A convivência, inclusive, é um aspecto importante dentro do conceito de caminhabilidade e, para isso, a inclusão nos projetos de parques, praças e escolas é vista como fundamental, garantindo a circulação de indivíduos com idades variadas. Em artigo para o Public Square, jornal do Congresso para o Novo Urbanismo (CNU), o escritor e editor da publicação, Robert Steuteville, lista diferentes razões para o estímulo à criação de novos locais caminháveis. Inspirado pela pesquisa “Cities Alive: towards a walking world” (Cidades Vivas: rumo a um mundo caminhante), da Arup – empresa multinacional de engenharia e design –, Steuteville assinalou que morar em um ambiente onde se possa andar a pé incentiva as pessoas a incorporarem a caminhada como uma atividade diária, trazendo vantagens para a saúde física e mental.
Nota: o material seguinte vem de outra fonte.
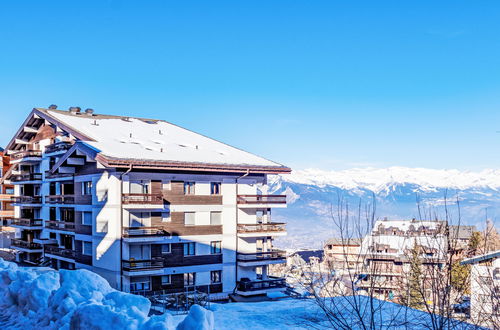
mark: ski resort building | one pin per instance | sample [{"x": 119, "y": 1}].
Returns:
[{"x": 148, "y": 205}]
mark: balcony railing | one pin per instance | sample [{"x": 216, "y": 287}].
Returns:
[
  {"x": 59, "y": 146},
  {"x": 60, "y": 199},
  {"x": 137, "y": 265},
  {"x": 262, "y": 256},
  {"x": 26, "y": 153},
  {"x": 154, "y": 199},
  {"x": 26, "y": 199},
  {"x": 58, "y": 251},
  {"x": 261, "y": 199},
  {"x": 26, "y": 177},
  {"x": 60, "y": 225},
  {"x": 25, "y": 245},
  {"x": 26, "y": 222},
  {"x": 275, "y": 227},
  {"x": 271, "y": 283},
  {"x": 144, "y": 231}
]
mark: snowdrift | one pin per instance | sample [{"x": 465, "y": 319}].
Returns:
[{"x": 41, "y": 298}]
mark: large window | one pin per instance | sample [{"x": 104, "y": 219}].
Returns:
[
  {"x": 189, "y": 219},
  {"x": 87, "y": 218},
  {"x": 216, "y": 218},
  {"x": 189, "y": 249},
  {"x": 87, "y": 188},
  {"x": 189, "y": 188},
  {"x": 215, "y": 247},
  {"x": 215, "y": 188},
  {"x": 215, "y": 276},
  {"x": 86, "y": 248},
  {"x": 189, "y": 279}
]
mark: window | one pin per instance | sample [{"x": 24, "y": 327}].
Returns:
[
  {"x": 165, "y": 248},
  {"x": 87, "y": 188},
  {"x": 189, "y": 219},
  {"x": 215, "y": 276},
  {"x": 189, "y": 188},
  {"x": 215, "y": 247},
  {"x": 86, "y": 248},
  {"x": 215, "y": 188},
  {"x": 165, "y": 280},
  {"x": 216, "y": 218},
  {"x": 87, "y": 218},
  {"x": 189, "y": 249},
  {"x": 189, "y": 279}
]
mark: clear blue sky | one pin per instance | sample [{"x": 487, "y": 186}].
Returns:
[{"x": 324, "y": 84}]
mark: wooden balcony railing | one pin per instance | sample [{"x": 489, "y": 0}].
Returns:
[
  {"x": 26, "y": 153},
  {"x": 261, "y": 199},
  {"x": 154, "y": 199},
  {"x": 60, "y": 199},
  {"x": 26, "y": 199},
  {"x": 26, "y": 177},
  {"x": 271, "y": 283},
  {"x": 59, "y": 146},
  {"x": 25, "y": 245},
  {"x": 262, "y": 256},
  {"x": 58, "y": 251},
  {"x": 60, "y": 225},
  {"x": 25, "y": 222},
  {"x": 276, "y": 227},
  {"x": 144, "y": 231}
]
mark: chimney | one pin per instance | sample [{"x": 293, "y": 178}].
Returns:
[{"x": 75, "y": 110}]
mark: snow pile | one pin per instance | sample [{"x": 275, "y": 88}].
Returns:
[{"x": 41, "y": 298}]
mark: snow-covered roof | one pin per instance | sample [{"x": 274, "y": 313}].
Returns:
[{"x": 151, "y": 140}]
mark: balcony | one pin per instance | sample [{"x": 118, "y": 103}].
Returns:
[
  {"x": 259, "y": 229},
  {"x": 27, "y": 155},
  {"x": 60, "y": 199},
  {"x": 249, "y": 288},
  {"x": 253, "y": 201},
  {"x": 26, "y": 177},
  {"x": 60, "y": 225},
  {"x": 26, "y": 199},
  {"x": 261, "y": 258},
  {"x": 25, "y": 222},
  {"x": 58, "y": 147},
  {"x": 26, "y": 246},
  {"x": 144, "y": 231},
  {"x": 60, "y": 252},
  {"x": 148, "y": 199}
]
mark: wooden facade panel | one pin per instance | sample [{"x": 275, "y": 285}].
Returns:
[{"x": 176, "y": 226}]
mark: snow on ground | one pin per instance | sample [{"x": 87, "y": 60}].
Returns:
[{"x": 41, "y": 298}]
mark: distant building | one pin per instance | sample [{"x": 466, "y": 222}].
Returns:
[
  {"x": 485, "y": 289},
  {"x": 148, "y": 205},
  {"x": 343, "y": 254},
  {"x": 387, "y": 249}
]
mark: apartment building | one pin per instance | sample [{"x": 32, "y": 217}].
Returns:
[
  {"x": 148, "y": 205},
  {"x": 485, "y": 289},
  {"x": 6, "y": 192},
  {"x": 387, "y": 252}
]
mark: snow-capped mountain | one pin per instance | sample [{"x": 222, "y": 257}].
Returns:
[{"x": 313, "y": 195}]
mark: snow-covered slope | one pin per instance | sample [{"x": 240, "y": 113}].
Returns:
[{"x": 313, "y": 194}]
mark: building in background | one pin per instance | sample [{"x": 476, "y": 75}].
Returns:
[
  {"x": 148, "y": 205},
  {"x": 485, "y": 289}
]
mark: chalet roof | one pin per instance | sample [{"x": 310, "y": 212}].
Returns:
[
  {"x": 122, "y": 141},
  {"x": 482, "y": 257},
  {"x": 344, "y": 241}
]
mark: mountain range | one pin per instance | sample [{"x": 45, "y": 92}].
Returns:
[{"x": 464, "y": 197}]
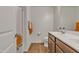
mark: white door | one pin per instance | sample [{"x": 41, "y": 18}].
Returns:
[{"x": 7, "y": 29}]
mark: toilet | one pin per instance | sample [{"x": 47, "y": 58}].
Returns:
[{"x": 46, "y": 41}]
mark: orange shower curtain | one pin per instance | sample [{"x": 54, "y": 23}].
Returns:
[{"x": 30, "y": 27}]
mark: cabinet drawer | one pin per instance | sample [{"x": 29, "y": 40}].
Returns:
[
  {"x": 58, "y": 50},
  {"x": 64, "y": 47},
  {"x": 52, "y": 37}
]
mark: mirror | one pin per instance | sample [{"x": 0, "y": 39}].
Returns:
[{"x": 67, "y": 17}]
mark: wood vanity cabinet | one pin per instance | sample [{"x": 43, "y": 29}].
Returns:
[
  {"x": 65, "y": 48},
  {"x": 57, "y": 46}
]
As características das ruas podem ainda impactar a vida social dos cidadãos, observa o editor do Public Square. Ele exemplifica com um estudo do designer urbano Donald Appleyard que descobriu que habitantes de vias com trânsito mais lento e leve tinham três vezes mais amigos na vizinhança que aqueles que tinham casa em ruas movimentadas. “Há uma razão pela qual o Novo Urbanismo é conhecido como a arquitetura da comunidade. Em um espaço caminhável, a utilização intensificada das áreas públicas aumenta a frequência de interações entre os indivíduos, construindo laços entre os residentes de um bairro”, salienta.
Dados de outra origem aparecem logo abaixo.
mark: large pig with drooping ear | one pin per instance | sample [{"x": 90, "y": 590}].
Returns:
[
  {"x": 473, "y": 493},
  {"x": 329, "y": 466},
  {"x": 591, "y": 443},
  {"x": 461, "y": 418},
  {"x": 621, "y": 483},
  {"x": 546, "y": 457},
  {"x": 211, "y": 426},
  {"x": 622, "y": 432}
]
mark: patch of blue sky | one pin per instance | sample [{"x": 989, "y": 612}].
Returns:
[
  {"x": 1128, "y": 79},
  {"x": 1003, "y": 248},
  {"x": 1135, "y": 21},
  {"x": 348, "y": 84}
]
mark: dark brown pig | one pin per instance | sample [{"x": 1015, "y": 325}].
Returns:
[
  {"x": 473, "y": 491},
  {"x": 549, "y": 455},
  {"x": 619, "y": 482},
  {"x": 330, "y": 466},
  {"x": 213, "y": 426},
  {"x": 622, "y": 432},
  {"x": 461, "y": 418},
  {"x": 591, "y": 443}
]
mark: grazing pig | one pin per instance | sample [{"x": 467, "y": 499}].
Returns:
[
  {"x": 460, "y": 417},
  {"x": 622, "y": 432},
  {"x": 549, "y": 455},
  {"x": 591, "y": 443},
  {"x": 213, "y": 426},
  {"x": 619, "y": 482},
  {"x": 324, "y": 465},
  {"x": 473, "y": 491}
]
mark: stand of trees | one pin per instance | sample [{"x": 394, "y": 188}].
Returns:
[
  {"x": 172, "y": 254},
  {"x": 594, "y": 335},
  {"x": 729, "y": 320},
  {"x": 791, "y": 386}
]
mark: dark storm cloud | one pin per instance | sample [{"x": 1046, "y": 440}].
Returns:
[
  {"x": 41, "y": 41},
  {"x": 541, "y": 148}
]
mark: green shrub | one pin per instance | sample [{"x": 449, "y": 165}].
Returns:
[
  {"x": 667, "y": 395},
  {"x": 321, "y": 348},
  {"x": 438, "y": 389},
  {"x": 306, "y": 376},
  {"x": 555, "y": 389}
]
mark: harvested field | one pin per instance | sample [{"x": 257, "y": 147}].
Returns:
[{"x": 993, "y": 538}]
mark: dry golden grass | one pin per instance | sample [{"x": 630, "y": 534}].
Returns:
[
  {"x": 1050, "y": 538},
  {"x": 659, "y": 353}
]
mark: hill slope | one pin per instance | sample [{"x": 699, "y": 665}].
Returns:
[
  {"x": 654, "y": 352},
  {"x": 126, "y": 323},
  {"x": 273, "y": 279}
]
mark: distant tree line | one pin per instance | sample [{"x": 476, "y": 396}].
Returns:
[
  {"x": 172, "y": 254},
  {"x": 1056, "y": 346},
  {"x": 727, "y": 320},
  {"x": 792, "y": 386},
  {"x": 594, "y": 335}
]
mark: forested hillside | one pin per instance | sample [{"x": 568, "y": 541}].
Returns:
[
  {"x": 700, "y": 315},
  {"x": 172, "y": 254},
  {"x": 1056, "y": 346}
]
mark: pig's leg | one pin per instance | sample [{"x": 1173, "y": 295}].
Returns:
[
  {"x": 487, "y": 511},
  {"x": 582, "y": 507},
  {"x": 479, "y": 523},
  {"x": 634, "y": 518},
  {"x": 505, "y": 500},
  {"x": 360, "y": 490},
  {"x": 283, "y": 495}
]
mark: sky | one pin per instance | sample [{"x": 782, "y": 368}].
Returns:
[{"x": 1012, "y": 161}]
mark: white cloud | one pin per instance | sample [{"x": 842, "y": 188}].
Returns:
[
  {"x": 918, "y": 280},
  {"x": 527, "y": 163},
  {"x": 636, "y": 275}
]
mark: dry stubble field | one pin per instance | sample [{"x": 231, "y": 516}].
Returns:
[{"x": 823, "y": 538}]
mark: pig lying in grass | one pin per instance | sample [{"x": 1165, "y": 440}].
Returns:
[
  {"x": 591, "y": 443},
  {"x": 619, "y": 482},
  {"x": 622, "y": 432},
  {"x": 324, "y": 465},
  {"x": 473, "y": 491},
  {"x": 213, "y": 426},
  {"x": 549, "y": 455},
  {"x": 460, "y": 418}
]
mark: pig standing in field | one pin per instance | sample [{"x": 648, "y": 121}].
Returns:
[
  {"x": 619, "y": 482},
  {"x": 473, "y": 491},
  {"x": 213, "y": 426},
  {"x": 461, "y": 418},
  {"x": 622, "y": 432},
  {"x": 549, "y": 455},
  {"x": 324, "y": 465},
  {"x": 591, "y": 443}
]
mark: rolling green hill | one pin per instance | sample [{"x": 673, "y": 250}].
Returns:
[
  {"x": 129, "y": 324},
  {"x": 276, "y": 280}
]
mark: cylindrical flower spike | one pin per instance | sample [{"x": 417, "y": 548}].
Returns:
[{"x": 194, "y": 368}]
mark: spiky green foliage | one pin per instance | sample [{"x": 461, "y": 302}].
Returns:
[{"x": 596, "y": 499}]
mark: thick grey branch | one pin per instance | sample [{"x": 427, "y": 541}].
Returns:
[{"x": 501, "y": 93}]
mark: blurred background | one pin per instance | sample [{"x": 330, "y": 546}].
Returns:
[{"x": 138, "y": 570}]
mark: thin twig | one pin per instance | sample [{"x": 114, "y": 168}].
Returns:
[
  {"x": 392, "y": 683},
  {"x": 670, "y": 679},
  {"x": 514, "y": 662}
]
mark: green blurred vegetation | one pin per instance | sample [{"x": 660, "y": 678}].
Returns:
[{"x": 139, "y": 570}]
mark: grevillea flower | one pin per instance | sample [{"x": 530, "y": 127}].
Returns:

Colocar as pessoas em primeiro lugar, acrescenta Steuteville, ajuda também a diminuir a velocidade do tráfego, reduzindo acentuadamente o risco de acidentes. Outro ponto ressaltado por ele se refere à segurança nas vias e a percepção de proteção que se tem em locais onde a caminhabilidade é uma realidade. O editor lembra que ambientes qualificados para andar a pé chamam mais pedestres para as calçadas, o que Jane Jacobs denominou de os “olhos da rua”, deixando-as mais dinâmicas e vibrantes. Por fim, ele cita que um município favorável às pessoas tende a apoiar a arte e a cultura em pontos públicos.

Ranking revela melhores cidades para caminhar

Hong Kong (China), Moscou (Rússia), Paris (França), Bogotá (Colômbia) e Londres (Inglaterra) são os cinco lugares onde a maior porcentagem de cidadãos vive a até 100 metros de um parque, praça, escolas, serviços de saúde ou rua para pedestres, indica matéria do jornal The Guardian. Levantamento realizado pelo Instituto de Políticas de Transporte e Desenvolvimento (ITDP) avaliou três medidas para construir o ranking dos locais mais caminháveis do mundo.
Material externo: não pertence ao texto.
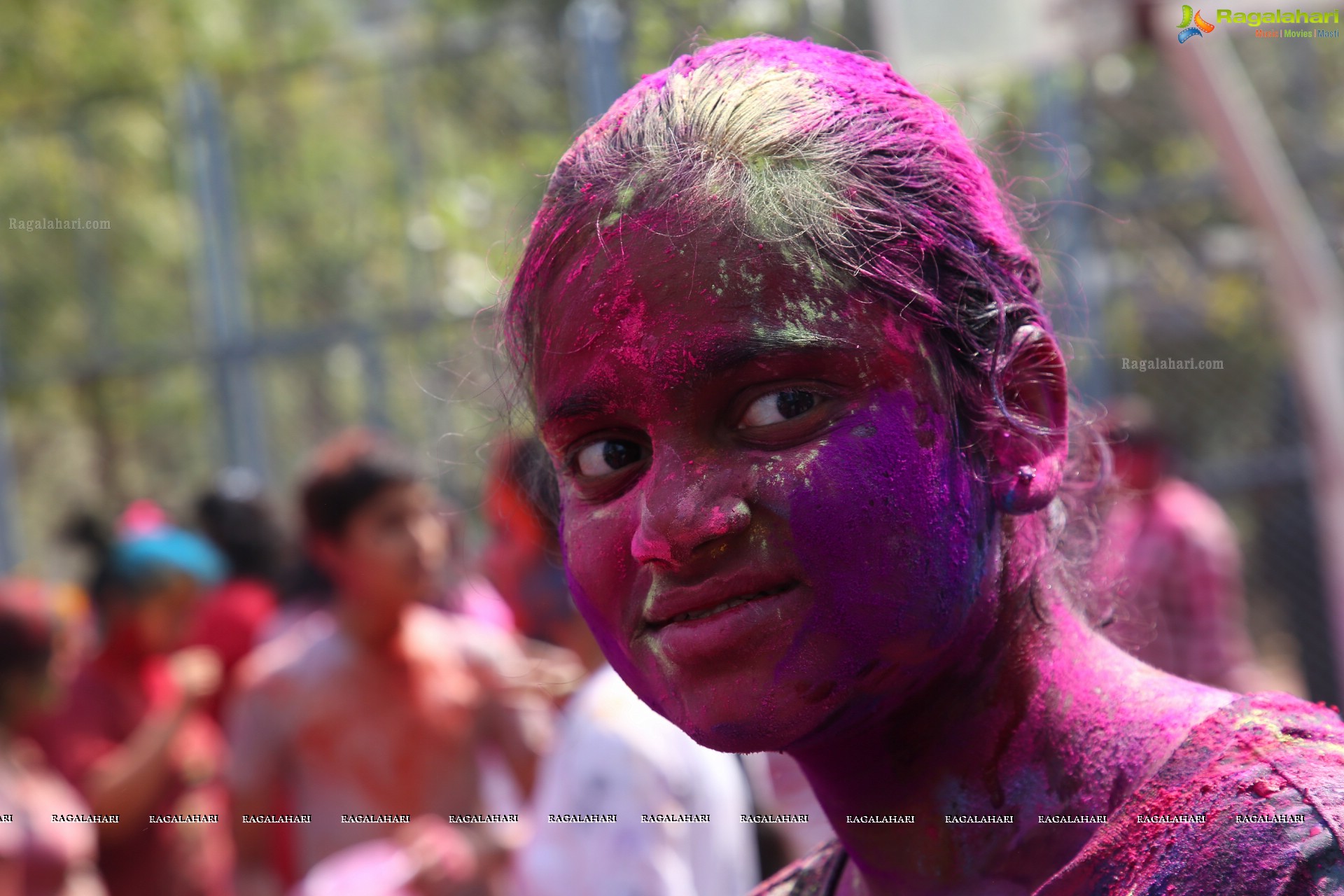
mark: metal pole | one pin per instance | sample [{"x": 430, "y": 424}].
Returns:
[
  {"x": 1306, "y": 277},
  {"x": 8, "y": 536},
  {"x": 596, "y": 30},
  {"x": 1072, "y": 238},
  {"x": 223, "y": 309}
]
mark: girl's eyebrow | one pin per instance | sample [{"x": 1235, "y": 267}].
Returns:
[
  {"x": 724, "y": 356},
  {"x": 714, "y": 362}
]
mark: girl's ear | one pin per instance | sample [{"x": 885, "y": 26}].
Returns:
[{"x": 1027, "y": 453}]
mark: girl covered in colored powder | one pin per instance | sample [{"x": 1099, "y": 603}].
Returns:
[{"x": 811, "y": 429}]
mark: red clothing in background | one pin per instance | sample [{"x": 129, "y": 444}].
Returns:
[
  {"x": 1174, "y": 564},
  {"x": 230, "y": 624},
  {"x": 109, "y": 699}
]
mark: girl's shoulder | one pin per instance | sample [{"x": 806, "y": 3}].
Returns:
[
  {"x": 1250, "y": 802},
  {"x": 813, "y": 875}
]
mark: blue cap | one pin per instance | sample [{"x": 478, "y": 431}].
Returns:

Além da menor distância entre moradias e comodidades, foram analisados a proporção de pessoas que vivem dentro de um raio de um quilômetro de instituições de ensino e de saúde – critério em que a capital francesa ficou em primeiro – e o tamanho médio dos quarteirões. Esse item foi incluído na pesquisa, pois quadras menores facilitam o deslocamento até o destino dos indivíduos sem desvios em torno de grandes edifícios. Aqui, Cartum (Sudão) recebeu a maior pontuação. Somente Bogotá ficou no top cinco nos três fatores.

O estudo verificou ainda que os municípios norte-americanos tiveram uma classificação particularmente baixa para caminhadas devido à expansão urbana de suas cidades. Nova York, por exemplo, ficou com a 50ª posição entre os lugares que contam com o maior número de pedestres próximos a escolas e hospitais ou clínicas. O relatório traz também evidências de que os espaços onde andar a pé é mais fácil e seguro têm menos poluição do ar, mais tempo para as brincadeiras das crianças, menor índice de mortes nas estradas, melhor desempenho do comércio de bairro e redução da desigualdade.

“Para proporcionar condições de caminhada seguras e convidativas, é essencial mudar o equilíbrio do ambiente em nossas cidades para longe dos carros”, disse ao The Guardian Heather Thompson, chefe do ITDP, sediado em Nova York. Distintas pesquisas reforçam como o desenvolvimento de municípios caminháveis são vantajosos para as pessoas e ajudam a explicar porque o conceito de Cidade de 15 minutos vem ganhando novos adeptos, como Paris.